RFI : Vous dirigez Global Bioenergies, votre société qui développe un nouveau kérosène pour les avions. De quoi parle-t-on lorsque l’on parle de biocarburant ?  

Marc Delcourt : Les biocarburants existent déjà. Pour les voitures essentiellement, mais aussi pour l’aviation. Ces biocarburants sont fabriqués à partir d’huiles de friture ou de déchets de plantes impropres à la consommation humaine ou animale (betterave, canne, soja…).

Quelles est la nouveauté de votre procédé ? 

Je veux d’abord préciser que les sucres des végétaux sont très compliqués à extraire et à traiter. Ce que nous proposons est un nouveau procédé d’extraction des sucres végétaux issus du bois et de la paille.

C’est-à-dire ? 

Notre filière concerne les biocarburants de seconde génération. Nous avons beaucoup travaillé avec des partenaires multiples pour y arriver.  

L’aviation civile mondiale impose des règles très strictes. Pour être vendu et utilisé, un carburant doit être testé et homologué. Global Bioenergies attend son feu vert pour bientôt ?

Oui. Et c’est bien normal dans un domaine où la sécurité des moteurs prime. Cet hiver au plus tard ! En attendant l’accord de l’Advancing Aviation Standard (ASTM), l’organisme américain chargé des homologations (Airbus, Boeing et d’autres avionneurs étrangers siègent en son sein) nous construisons une usine dans le nord de la France avec le sucrier Cristal Union. La mise en service est prévue pour 2025. 

La France est donc pionnière des carburants d’aviation durable ? 

Oui, avec le premier du marché TotalEnergies. Sur les 100 000 tonnes produites par an, la France en produit 80 000. Avec notre nouvelle usine de biocarburant, nous produirons 30 000 tonnes chaque année. 

Vous soulignez la forte demande mondiale. Quels sont les pays engagés ?

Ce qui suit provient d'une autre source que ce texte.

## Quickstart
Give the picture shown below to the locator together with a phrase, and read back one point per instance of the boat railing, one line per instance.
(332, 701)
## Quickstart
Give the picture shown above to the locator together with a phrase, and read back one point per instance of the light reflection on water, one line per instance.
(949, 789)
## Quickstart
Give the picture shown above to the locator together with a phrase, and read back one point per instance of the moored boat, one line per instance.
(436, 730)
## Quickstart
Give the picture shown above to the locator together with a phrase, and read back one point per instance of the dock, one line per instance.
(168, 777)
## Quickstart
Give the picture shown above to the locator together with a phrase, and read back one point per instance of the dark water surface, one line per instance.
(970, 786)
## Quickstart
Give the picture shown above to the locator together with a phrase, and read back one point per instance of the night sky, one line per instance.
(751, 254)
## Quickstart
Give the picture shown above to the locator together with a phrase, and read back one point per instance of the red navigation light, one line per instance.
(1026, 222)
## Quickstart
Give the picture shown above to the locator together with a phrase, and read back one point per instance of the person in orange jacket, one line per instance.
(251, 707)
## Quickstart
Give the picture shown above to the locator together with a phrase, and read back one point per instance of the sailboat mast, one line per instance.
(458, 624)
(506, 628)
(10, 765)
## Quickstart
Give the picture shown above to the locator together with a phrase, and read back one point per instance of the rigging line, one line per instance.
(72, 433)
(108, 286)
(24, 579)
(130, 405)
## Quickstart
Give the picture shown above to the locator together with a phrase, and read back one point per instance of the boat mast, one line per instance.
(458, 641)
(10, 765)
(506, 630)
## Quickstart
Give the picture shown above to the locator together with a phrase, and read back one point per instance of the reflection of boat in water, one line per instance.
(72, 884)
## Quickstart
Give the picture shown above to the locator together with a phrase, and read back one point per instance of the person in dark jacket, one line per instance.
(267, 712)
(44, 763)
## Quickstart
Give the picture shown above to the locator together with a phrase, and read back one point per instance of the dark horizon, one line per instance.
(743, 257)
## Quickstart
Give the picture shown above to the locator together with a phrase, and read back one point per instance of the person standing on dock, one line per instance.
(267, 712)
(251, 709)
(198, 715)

Global Bioenergies s’est lancée sur le marché en raison d’une forte motivation mondiale mais surtout européenne. Aujourd’hui, les usines existent avec une usine d’extraction de sucre de paille en Roumanie. Une autre concernant le bois est en Estonie.  

Votre produit coûtera plus cher que le kérosène actuel ?

Oui, trois à quatre fois plus cher. 

Alors quel intérêt pour les compagnies ou les pays d’acheter votre biocarburant ?

Mais la lutte contre la pollution évidemment ! L’industrie des transports est une industrie qui polluera toujours. Croire à des avions ou des voitures zéro émission de gaz carbonique est une utopie. Mais nous avons la possibilité de freiner cette pollution. Les biocarburants sont une partie de la solution avec cinq fois moins de pollution qu’un kérosène fossile. 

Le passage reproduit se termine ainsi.